A Novel Peptide Antibiotic Produced by Streptomyces roseoflavus Strain INA-Ac-5812 With Directed Activity Against Gram-Positive Bacteria

Abstract

In this work, we report the isolation and detailed functional characterization for the new non-ribosomally synthesized antibiotic 5812-A/C, which was derived from metabolites of Streptomyces roseoflavus INA-Ac-5812. According to its chemical structure, the studied 5812-A/C preliminary is composed of a cyclic peptide part covalently bounded with an arabinose residue. N-terminal amino acid sequencing of the native peptide has identified its partial structure of Leu-Asp-Gly-Ser-Gly and consisting of a Tyr residue that is supposed to have a two-component peptide nature for the molecule studied. However, the structural analysis of the antibiotic complex derived from S. roseoflavus INA-Ac-5812 is still ongoing. The mechanism of action of 5812-A/C was assessed in comparison with its most related analog, the lipopeptide antibiotic daptomycin, given the presence in both antimicrobials of an L-kynurenine amino acid residue. The inhibitory activity of 5812-A/C against Gram-positive bacteria including methicillin-resistant strain of Staphylococcus aureus was similar to daptomycin. The mechanism of action of 5812-A/C was associated with the disruption of membrane integrity, which differs in comparison with daptomycin and is most similar to the antimicrobial membrane-disturbing peptides. However, 5812-A/C demonstrated a calcium-dependent mode of action. In addition, unlike daptomycin, 5812-A/C was able to penetrate mature biofilms and inhibit the metabolic activity of embedded S. aureus cells. At the same time, 5812-A/C has no hemolytic activity toward erythrocyte, but possessed weak cytotoxic activity represented by heterochromatin condensation in human buccal epithelium cells. The biological properties of the peptide 5812-A/C suggest its classification as a calcium-dependent antibiotic effective against a wide spectrum of Gram-positive pathogenic bacteria.

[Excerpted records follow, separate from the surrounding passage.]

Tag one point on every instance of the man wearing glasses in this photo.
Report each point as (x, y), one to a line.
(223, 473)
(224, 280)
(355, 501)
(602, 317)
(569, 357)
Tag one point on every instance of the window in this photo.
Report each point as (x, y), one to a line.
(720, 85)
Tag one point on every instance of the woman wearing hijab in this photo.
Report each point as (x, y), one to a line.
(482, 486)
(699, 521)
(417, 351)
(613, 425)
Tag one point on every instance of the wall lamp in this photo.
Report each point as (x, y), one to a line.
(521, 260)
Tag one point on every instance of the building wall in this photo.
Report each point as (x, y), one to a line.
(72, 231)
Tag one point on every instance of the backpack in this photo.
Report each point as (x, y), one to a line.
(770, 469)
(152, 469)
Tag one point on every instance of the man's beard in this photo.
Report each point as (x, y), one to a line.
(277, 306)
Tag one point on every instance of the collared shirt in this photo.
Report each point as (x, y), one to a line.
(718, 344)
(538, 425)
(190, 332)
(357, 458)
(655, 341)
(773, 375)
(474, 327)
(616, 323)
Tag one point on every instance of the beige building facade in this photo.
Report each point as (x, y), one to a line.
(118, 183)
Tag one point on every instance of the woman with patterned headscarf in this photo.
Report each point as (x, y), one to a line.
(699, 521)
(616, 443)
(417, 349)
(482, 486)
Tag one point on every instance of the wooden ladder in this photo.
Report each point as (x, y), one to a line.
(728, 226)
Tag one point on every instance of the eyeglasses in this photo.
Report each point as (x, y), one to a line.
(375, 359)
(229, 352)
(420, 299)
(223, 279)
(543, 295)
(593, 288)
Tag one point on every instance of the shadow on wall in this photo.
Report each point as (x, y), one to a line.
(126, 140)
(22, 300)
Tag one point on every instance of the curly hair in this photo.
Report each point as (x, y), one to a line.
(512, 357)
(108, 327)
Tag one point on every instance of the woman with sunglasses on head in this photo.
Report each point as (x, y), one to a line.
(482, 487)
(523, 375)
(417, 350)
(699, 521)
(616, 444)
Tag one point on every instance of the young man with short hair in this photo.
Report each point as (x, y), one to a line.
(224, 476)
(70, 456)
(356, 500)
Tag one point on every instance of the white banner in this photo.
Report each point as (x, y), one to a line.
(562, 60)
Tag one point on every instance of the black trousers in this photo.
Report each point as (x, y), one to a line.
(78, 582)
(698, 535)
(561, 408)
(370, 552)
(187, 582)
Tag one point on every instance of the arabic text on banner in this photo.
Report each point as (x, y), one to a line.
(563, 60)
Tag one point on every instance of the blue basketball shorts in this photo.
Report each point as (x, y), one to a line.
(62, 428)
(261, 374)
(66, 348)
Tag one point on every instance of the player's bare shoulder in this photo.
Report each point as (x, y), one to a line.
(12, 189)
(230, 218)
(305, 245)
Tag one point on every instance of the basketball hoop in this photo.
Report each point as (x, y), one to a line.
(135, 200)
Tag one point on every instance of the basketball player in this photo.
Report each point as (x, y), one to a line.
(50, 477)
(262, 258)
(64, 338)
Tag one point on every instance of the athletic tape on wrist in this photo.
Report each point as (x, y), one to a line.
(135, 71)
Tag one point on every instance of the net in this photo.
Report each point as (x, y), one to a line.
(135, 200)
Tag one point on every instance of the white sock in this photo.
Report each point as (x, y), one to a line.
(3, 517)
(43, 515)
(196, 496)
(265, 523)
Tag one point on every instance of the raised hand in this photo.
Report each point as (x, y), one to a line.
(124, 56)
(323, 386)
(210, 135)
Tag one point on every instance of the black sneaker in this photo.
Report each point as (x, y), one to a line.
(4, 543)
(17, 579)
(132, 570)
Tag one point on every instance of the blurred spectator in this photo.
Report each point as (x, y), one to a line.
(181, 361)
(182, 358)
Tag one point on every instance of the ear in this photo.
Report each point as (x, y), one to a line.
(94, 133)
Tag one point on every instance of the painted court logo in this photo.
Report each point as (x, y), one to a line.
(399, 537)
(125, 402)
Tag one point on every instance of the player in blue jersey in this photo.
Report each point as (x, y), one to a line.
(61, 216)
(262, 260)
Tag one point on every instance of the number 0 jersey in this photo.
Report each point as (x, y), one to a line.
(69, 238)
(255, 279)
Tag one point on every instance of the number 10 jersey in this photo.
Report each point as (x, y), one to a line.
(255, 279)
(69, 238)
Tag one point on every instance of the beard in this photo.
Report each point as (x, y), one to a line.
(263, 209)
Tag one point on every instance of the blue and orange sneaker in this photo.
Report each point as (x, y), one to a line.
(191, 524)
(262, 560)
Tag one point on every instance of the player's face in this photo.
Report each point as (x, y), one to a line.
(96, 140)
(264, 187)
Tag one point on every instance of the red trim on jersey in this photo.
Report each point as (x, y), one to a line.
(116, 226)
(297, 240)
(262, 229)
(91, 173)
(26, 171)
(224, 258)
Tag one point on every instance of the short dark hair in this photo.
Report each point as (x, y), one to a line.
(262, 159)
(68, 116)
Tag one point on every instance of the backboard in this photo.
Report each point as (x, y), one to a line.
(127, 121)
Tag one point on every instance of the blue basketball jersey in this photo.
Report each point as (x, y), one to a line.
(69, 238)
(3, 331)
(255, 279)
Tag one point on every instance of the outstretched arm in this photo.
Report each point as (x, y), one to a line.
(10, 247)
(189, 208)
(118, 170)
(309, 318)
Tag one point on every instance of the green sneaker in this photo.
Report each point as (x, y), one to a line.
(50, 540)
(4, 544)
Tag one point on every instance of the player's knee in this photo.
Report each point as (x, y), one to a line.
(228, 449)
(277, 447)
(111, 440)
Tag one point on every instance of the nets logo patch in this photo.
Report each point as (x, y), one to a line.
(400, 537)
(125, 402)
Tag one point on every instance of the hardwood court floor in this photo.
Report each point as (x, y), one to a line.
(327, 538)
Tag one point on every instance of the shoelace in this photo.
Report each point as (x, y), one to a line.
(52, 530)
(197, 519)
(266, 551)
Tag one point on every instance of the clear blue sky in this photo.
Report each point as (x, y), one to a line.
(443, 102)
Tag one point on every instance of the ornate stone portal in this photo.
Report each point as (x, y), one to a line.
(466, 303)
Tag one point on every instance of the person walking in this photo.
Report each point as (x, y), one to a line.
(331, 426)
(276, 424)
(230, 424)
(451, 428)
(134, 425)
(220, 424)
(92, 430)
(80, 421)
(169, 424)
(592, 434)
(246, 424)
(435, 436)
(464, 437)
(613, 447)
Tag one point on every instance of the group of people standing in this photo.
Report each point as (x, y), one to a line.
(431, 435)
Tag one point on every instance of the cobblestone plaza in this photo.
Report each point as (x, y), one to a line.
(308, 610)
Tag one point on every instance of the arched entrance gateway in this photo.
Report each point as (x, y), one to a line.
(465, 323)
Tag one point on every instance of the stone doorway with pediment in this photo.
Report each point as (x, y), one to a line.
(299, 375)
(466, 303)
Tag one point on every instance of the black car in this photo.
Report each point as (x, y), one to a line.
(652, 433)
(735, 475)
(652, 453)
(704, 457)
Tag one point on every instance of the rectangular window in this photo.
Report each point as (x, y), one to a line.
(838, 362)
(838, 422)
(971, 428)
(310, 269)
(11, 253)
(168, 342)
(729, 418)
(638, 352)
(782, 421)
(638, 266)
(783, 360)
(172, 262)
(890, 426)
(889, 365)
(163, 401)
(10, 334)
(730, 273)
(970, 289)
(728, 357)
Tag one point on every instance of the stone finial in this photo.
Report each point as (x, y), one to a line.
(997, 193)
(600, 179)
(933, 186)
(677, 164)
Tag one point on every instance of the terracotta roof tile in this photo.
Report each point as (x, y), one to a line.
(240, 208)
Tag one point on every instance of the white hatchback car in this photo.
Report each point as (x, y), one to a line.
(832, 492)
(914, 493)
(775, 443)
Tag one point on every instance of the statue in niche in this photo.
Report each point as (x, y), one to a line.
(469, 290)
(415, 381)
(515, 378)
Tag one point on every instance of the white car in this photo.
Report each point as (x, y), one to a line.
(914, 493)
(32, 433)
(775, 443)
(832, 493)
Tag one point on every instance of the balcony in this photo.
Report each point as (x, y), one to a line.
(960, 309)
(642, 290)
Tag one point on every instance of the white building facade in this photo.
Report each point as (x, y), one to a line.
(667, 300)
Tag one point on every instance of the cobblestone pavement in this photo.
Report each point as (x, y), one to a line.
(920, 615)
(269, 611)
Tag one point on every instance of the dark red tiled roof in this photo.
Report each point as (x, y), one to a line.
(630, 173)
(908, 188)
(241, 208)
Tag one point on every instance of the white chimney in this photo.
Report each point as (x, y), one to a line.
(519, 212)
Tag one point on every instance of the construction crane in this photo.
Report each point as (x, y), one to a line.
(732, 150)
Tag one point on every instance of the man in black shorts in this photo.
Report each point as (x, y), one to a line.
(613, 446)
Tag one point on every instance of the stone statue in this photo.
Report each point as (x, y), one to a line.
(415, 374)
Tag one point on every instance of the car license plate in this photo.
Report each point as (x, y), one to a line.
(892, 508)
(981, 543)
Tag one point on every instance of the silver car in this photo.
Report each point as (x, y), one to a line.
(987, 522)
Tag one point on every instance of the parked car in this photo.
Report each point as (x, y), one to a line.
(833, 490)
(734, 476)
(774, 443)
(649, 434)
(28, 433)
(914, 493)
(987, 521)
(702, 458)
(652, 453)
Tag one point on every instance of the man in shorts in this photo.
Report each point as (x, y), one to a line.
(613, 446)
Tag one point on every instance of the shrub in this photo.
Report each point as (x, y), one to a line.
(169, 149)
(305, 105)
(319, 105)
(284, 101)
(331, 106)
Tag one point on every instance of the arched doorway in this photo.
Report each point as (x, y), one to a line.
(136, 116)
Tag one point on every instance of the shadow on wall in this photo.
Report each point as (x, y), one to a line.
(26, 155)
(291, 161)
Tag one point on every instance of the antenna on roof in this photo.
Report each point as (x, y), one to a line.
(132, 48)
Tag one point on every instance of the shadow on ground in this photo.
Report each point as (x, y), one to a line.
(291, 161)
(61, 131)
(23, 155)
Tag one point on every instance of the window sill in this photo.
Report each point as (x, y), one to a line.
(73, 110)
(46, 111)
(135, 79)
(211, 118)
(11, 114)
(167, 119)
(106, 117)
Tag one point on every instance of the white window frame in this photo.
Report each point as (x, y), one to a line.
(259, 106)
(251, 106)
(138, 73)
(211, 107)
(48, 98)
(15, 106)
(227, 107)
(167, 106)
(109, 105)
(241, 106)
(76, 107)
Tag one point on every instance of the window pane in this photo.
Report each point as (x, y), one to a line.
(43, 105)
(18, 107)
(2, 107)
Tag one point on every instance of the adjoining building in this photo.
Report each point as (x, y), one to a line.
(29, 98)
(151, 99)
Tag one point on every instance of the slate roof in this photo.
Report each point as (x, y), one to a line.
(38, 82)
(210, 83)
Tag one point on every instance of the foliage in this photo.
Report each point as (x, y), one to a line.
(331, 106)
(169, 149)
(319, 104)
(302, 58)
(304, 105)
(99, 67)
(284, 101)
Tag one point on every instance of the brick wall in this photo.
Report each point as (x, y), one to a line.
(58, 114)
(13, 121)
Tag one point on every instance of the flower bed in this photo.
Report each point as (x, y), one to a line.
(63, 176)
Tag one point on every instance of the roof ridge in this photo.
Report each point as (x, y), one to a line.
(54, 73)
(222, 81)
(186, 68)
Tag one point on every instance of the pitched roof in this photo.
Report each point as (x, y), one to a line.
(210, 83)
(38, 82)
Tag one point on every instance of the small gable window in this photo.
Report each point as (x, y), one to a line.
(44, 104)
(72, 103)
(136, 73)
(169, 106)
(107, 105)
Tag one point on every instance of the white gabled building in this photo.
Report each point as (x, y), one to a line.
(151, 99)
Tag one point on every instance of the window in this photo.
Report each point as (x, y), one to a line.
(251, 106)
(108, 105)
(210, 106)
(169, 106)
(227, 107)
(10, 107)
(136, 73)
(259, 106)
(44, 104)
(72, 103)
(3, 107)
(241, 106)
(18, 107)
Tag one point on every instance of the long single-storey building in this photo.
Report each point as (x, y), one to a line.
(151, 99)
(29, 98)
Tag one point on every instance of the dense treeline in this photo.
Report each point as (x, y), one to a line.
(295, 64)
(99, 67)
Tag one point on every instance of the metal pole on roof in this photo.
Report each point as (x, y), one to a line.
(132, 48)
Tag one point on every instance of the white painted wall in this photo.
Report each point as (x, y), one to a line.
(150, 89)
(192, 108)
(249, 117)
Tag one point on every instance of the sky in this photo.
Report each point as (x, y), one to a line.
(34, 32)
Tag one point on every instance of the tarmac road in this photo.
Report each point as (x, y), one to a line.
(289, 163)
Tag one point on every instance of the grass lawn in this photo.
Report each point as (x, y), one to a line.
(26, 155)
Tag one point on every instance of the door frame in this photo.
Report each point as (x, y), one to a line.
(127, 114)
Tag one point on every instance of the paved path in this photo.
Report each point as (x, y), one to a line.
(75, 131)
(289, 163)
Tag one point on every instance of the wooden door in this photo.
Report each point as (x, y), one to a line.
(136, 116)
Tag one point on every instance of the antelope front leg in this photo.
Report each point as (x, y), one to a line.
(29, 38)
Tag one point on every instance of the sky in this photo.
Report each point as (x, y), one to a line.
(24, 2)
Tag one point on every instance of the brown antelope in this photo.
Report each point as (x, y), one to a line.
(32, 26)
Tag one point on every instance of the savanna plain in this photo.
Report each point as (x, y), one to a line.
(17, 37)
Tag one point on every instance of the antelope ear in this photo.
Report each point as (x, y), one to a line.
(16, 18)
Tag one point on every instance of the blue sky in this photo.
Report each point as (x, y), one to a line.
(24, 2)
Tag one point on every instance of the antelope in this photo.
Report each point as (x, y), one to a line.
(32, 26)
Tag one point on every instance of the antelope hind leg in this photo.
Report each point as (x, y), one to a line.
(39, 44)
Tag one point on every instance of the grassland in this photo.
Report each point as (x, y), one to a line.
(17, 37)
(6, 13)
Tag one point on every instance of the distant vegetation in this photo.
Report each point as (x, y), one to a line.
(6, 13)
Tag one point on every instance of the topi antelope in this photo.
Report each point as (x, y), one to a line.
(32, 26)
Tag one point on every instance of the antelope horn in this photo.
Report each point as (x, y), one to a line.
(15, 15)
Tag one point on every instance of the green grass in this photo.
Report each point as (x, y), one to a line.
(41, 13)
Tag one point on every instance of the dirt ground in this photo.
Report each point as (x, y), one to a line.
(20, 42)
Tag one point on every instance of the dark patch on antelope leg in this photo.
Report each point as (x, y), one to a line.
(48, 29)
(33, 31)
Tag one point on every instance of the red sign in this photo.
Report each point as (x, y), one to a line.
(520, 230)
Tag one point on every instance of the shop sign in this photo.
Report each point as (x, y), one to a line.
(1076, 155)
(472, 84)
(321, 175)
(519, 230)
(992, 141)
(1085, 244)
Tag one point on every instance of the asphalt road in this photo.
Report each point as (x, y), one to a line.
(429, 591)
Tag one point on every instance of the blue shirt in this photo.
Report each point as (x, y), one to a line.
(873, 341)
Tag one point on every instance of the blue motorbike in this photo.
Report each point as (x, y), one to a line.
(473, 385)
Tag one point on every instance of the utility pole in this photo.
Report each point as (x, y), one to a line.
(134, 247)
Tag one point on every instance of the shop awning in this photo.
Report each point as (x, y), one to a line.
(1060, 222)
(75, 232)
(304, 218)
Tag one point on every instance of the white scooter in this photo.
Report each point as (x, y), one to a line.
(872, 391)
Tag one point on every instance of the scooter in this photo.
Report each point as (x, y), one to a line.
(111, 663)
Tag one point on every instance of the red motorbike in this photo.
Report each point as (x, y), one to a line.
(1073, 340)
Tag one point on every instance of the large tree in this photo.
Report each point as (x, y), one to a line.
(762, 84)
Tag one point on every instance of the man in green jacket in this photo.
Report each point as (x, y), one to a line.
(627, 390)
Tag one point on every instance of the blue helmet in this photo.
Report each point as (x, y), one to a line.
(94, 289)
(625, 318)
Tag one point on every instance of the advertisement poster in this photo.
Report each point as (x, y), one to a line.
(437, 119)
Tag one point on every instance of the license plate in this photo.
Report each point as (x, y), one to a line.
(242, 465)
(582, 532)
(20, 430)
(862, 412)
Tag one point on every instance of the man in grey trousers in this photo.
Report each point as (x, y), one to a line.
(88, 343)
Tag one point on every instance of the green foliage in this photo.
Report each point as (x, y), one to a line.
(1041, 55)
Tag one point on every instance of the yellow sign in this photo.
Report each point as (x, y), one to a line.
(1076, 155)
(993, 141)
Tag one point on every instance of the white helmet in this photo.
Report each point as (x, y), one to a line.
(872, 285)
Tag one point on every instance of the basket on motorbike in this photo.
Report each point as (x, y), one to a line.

Keywords: Streptomyces roseoflavus; anti-biofilm action; calcium-depending antibiotic; daptomycin; lipoglycopeptide antibiotic; peptide antibiotic.

FIGURE 1

Analytical reversed-phase HPLC analysis of INA-5812 antibiotic concentrate. (A) A profile is presented at 214 nm; (B) at 364 nm. Elution peak corresponding to 5812-A/C is marked by a black arrow.

FIGURE 2

The dependence of the inhibitory activity of antibiotics on the concentration of calcium in the medium. The MIC of 5812-A/C and daptomycin against S. aureus 209P was assessed at various concentrations of calcium, and the inhibition of 5812-A/C was found to be calcium-dependent.

FIGURE 3

Evaluation of membrane disturbance of S. aureus 209P using Live/Dead fluorescent dyes and agar-drop assay. (a,d,g,j) Intensity of SYTO 9 fluorescence. If bacterial membranes are permeabilized, propidium iodide penetrates into the cell. What follows is SYTO 9 getting displaced from nucleic acids, which leads to a decrease in fluorescence intensity in the green region (505–540 nm) of the spectrum. (b,e,h,k) Epifluorescence microscopy images of S. aureus 209P after 1 h of treatment. (c,f,i,l) Cell’s viability after exposure with antibiotics for 1 h. 5812-A/C (a–c), nisin (d–f), daptomycin (g–i), vancomycin (j–l). 1—The moment of introduction of the fluorophore; 2—the moment of introduction of the antibiotic. *Indicate significant differences at p < 0.05.

FIGURE 4

Antimicrobial activity of 5812-A/C against S. aureus 209P in preformed biofilms. Inhibition of the metabolic activity (TTC assay) of S. aureus cells, which are embedded in biofilm matrix compared with untreated samples. Treatment with: 5812-A/C (A), daptomycin (C), nisin (E); biofilm biomass (crystal violet assay) after the treatment with: 5812-A/C (B), daptomycin (D), nisin (F). *Indicate significant differences at p < 0.05.

FIGURE 5

Cytotoxic properties of 5812-A/C in relation to prokaryotic cells. Hemolytic activity of 5812-A/C, daptomycin, and indolicidin to human erythrocyte (A). Designations: NC—negative control (0.9% solution of NaCl); assay was repeated in triplicate, and percentage of hemolysis is expressed as mean ± SD. Influence of 5812-A/C on heterochromatin condensation located in the nuclei of human buccal epithelium cells (B).